Russia's advance raised fears that residents could experience the same horrors seen in the southeastern port city of Mariupol in the weeks before it fell. Residents who had not yet fled faced the choice of trying to do so now or staying.
A nearly three-month siege of Mariupol ended last week when Russia claimed complete control of the city. Mariupol became a symbol of massive destruction and human suffering, as well as of Ukrainian determination to defend the country.
Mariupol's port has reportedly resumed operations after Russian forces finished clearing mines in the Azov Sea. Russian state news agency Tass reported that a vessel bound for Rostov-on-Don in southern Russia entered port early Saturday.
In the call with Macron and Scholz, the Kremlin said, Putin emphasized that Russia was working to "establish a peaceful life in Mariupol and other liberated cities in the Donbas."
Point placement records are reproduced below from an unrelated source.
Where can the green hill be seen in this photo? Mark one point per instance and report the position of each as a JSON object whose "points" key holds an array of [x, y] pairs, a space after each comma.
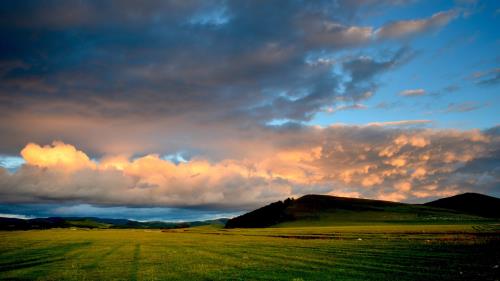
{"points": [[91, 222], [323, 210]]}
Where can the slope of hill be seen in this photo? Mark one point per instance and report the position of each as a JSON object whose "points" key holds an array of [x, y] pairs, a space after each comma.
{"points": [[90, 222], [470, 203], [324, 210]]}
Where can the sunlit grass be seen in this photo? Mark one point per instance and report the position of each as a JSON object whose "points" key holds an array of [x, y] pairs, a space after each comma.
{"points": [[376, 252]]}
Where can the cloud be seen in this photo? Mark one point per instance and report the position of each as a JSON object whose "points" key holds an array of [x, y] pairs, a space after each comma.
{"points": [[153, 77], [400, 123], [463, 107], [412, 92], [369, 161], [406, 28], [486, 78], [356, 106]]}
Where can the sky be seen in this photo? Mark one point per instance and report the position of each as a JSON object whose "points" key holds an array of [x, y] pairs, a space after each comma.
{"points": [[186, 110]]}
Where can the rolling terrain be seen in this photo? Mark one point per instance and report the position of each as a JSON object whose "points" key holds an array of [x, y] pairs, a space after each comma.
{"points": [[91, 222], [311, 238]]}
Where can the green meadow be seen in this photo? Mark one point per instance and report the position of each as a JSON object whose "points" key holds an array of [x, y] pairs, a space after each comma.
{"points": [[356, 252]]}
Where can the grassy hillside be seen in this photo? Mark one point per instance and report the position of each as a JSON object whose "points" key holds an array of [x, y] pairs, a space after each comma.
{"points": [[375, 252], [90, 222], [323, 210], [470, 203]]}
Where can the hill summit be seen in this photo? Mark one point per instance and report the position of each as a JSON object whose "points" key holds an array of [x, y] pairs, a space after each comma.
{"points": [[324, 210]]}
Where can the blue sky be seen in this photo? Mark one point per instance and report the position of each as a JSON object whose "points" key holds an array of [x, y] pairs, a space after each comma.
{"points": [[171, 109]]}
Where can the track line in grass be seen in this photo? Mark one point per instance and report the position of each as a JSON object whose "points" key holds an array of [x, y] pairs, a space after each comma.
{"points": [[135, 262], [100, 258]]}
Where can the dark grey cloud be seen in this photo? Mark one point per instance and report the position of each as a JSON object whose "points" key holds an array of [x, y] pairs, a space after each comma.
{"points": [[102, 66]]}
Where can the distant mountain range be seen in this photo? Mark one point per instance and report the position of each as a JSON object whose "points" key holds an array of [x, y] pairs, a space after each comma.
{"points": [[323, 210], [308, 210], [91, 222]]}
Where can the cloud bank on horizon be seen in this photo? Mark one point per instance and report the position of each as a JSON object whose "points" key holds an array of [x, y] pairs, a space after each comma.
{"points": [[238, 103]]}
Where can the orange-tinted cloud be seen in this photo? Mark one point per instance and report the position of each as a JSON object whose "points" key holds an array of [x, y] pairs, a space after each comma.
{"points": [[372, 162]]}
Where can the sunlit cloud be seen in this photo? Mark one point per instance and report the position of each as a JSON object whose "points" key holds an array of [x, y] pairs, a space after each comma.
{"points": [[366, 161]]}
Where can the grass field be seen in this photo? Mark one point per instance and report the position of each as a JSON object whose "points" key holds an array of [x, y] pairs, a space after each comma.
{"points": [[377, 252]]}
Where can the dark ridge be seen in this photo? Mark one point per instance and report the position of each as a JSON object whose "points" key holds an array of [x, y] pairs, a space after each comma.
{"points": [[314, 209], [470, 203], [271, 214]]}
Ukrainian authorities have reported that Kremlin-installed officials in seized cities have started airing Russian news broadcasts, introduced Russian area codes, imported Russian school curriculum and taken other steps to annex the areas.
Russian-held areas of the southern Kherson region have shifted to Moscow time and "will no longer switch to daylight saving time, as is customary in Ukraine," Russia's state news agency RIA Novosti quoted Krill Stremousov, a Russian-installed local official, as saying Saturday.